Поплавок из осокоря - Иван Владимирович Пырков
 
                
                О лесенке два слова. Мама с папой особенно почему-то ее любили, всегда останавливались на ней, даже если до отплытия оставались минуты. Тут уже я внутренне негодовал: вот-вот баржа уйдет, вот-вот утро волшебное упущено будет, сороги не наловим, ухи не сварим, а они остановились, и друг дружке улыбаются, и на меня лукаво так смотрят. Отец на меня так смотрел, только когда бывал вместе с мамой. И мама осторожно – не уколоться бы! – тянет к себе отягченную шмелиным гудом ветку шиповника, чтобы вдохнуть его раннюю свежесть, и папа, с тяжеленным рюкзаком за плечами, помогает маме добраться до самого нежного соцветия, и они вместе, закрыв глаза, делают один вдох, второй, третий. И снова лукаво на меня смотрят…
– Лесенка? – спрашивает мама.
– Лесенка! – отвечает отец.
Свидание у них тут, что ли, когда-то было назначено? Тоже мне, блин, романтики!
Раздумывать некогда. Через каких-то пару секунд мы уже мчимся всей семьей к причалу. И у каждого из нас при этом своя задача: папа успевает взять у знакомого киоскера пару свежих газет, чтоб читать на барже и чтобы потом дома чистить на них рыбу, мама просит не убирать еще минутку трап, я несусь к билетному киоску, разживаюсь двумя взрослыми и одним детским и в мгновение волжского ока оказываюсь у шестого пирса.
– Ну что, успели? – улыбается повелитель баржи, давая долгий мощный гудок. И командует уже иным, сосредоточенным голосом: – Отдать швартовы!
В этот раз степенно подышать утренней Волгой не получилось – а все шиповниковая лестница! Но теперь можно выдохнуть. Теперь и правда – успели.

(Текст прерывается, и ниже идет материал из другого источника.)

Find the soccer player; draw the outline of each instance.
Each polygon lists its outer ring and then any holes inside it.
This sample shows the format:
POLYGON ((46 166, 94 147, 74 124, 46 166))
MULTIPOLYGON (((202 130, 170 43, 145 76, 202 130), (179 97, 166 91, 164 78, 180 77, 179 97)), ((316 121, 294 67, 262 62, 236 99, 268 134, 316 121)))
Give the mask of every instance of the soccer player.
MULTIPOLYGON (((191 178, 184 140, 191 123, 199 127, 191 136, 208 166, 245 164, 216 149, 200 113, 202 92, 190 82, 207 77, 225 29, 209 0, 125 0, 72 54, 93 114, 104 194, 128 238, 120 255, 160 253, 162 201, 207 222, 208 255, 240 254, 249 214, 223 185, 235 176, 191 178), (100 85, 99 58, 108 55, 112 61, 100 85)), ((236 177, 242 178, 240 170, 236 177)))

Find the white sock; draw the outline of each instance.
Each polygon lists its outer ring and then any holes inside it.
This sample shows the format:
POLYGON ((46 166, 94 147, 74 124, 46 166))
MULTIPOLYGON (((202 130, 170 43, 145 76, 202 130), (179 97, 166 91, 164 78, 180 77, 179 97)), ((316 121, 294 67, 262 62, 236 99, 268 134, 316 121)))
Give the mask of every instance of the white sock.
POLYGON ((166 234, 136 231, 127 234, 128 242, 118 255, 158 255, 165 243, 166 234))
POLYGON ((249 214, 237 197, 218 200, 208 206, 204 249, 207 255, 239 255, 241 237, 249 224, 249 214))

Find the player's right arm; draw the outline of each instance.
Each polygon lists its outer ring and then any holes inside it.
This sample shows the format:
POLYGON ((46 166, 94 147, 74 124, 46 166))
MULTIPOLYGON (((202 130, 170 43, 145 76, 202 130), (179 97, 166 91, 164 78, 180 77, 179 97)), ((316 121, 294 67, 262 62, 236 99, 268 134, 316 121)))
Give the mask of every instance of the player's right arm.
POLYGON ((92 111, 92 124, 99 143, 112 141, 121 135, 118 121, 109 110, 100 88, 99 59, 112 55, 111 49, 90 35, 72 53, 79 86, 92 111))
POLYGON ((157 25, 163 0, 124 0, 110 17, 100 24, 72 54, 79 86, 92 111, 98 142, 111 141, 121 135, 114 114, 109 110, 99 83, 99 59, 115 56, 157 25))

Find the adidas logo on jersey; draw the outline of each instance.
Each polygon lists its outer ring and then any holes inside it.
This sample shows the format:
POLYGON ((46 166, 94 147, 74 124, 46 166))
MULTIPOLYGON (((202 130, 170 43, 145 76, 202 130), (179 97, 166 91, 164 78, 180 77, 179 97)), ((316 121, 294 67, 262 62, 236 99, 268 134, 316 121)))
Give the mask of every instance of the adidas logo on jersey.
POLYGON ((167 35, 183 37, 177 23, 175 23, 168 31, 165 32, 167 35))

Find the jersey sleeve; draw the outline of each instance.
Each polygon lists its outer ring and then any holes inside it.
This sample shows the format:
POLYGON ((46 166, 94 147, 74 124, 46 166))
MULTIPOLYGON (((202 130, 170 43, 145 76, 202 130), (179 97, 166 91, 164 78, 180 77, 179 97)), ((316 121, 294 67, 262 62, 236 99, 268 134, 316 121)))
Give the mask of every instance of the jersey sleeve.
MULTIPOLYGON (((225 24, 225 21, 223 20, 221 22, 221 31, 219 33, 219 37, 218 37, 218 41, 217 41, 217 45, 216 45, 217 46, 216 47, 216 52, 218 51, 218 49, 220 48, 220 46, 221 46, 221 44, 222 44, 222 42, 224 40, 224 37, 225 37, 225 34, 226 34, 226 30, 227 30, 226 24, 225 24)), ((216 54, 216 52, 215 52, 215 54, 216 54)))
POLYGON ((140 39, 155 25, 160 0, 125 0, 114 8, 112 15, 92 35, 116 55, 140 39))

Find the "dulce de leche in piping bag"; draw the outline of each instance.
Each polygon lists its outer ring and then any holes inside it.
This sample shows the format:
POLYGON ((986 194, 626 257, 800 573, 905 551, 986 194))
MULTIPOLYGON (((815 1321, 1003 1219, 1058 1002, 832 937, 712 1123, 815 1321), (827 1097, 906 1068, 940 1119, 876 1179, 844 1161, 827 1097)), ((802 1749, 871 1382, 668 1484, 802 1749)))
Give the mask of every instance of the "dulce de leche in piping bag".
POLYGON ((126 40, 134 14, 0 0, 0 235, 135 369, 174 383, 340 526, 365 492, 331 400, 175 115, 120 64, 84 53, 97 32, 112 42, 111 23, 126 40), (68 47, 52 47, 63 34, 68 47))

Мама радуется всему: белокрылой аккуратненькой чайке, красному бакену, свежей синей водичке. Всякий раз здоровается с мостом, когда баржа проходит под ним. Машет рукой какому-нибудь просмоленному рыбаку в резиновой лодке. Все для нее здесь в радость, всему она улыбается. Детство мамы прошло в поселке Рассуха, среди аукающих березовых перелесков, где не было большой воды. Ее отец вернулся с войны смертельно раненным, а мать, моя баба Маша, руководила железнодорожной станцией, уберегала составы от бомбежки. Единственное озерцо в Рассухе было совсем маленьким, с удочкой на его берег приходил единственный на весь поселок рыболов – старый-старый дед Прохор. Он целые утра проводил на берегу, склонившись над поплавком. Если ловил круглых, как бронзовая монетка, карасиков, то обязательно делился с маминой семьей. «Сладкие-пресладкие», – вспоминала обычно мама, и в ее глазах проблескивала слеза.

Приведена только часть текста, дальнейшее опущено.